RAMALLAH: Israeli forces killed five Palestinians, including a driver who had apparently rammed into a soldier, in the occupied West Bank on Tuesday, Israeli and Palestinian officials said, the latest casualties in violence that has spiralled for months.

Four people, including two brothers, were shot and killed during clashes with Israeli forces near Ramallah and Hebron, the Palestinian health ministry said.

The Israeli military said a female soldier was wounded in a ramming attack around Kochav Yaakov settlement near Ramallah. The suspected Palestinian attacker was shot by police and later confirmed dead by a Jerusalem hospital.

Footage circulating on social media showed a car turning around at a junction and speeding toward a soldier who was walking on a pavement.

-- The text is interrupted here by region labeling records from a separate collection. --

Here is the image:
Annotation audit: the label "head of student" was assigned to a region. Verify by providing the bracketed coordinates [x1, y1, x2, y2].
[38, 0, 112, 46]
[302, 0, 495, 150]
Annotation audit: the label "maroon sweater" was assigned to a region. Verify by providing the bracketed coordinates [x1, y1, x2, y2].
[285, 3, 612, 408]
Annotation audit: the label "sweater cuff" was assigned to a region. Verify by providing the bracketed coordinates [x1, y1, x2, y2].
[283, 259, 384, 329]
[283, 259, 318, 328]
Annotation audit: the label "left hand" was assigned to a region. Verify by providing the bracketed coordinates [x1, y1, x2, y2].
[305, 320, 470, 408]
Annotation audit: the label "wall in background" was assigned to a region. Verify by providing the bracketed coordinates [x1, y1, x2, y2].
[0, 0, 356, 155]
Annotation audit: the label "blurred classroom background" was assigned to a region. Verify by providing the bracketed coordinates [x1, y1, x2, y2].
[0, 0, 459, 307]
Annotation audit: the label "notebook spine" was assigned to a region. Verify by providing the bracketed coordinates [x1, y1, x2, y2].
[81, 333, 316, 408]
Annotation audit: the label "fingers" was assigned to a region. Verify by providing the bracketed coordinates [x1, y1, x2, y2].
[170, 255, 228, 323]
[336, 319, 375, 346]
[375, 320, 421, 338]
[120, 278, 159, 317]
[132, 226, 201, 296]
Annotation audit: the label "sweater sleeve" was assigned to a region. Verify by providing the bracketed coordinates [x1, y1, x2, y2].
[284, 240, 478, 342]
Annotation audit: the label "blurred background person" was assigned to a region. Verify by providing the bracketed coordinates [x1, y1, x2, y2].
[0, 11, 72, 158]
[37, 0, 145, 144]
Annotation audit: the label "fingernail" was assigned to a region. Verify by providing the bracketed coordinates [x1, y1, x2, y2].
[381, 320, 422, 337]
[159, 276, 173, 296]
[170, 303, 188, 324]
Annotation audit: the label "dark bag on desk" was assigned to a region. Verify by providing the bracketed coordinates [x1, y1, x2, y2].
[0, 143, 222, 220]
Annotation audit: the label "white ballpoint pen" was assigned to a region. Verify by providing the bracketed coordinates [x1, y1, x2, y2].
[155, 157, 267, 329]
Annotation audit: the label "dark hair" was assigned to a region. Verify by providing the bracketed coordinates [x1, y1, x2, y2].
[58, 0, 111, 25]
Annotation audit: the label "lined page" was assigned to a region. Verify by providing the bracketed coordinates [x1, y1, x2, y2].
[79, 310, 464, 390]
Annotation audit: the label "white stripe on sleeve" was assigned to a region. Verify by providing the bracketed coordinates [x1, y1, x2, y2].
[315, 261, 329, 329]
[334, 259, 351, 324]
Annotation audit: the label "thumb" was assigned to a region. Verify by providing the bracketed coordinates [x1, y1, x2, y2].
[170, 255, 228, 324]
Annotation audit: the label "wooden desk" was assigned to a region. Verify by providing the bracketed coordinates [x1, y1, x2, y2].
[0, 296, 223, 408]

Israel has cracked down on fighters across the West Bank in near-daily raids that have often ended in deadly clashes, following a series of fatal street attacks by Palestinians in Israel earlier this year.

Tuesday's clashes began when two Israeli military vehicles stalled outside Beit Ummar during what the army called routine activity and troops opened fire when protesters shot at them and hurled rocks and petrol bombs, the military said.

The incidents near Ramallah appeared similar, with troops firing on Palestinians throwing stones and petrol bombs. An Israeli soldier was lightly injured in the clashes, the military said.

In Ramallah, hundreds gathered outside a hospital to pay their respects to the family of the two brothers, both in their early twenties.

"They are my children," the father was heard saying through tears as he embraced his dead sons in a video on social media.

Senior Palestinian official Hussein al-Sheikh, in a tweet, called their killing an "execution in cold blood".

The Palestinian health ministry said 205 Palestinians have been killed this year, including those who died during a brief conflict in Gaza in August. They include militants and civilians.

At the same time, 23 civilians and eight security personnel have been killed in Palestinian attacks in Israel and the West Bank.

On Friday, incoming Israeli Prime Minister Benjamin Netanyahu named far-rightist Itamar Ben-Gvir as national security minister with powers over West Bank policing under a coalition deal being worked out to form a new government.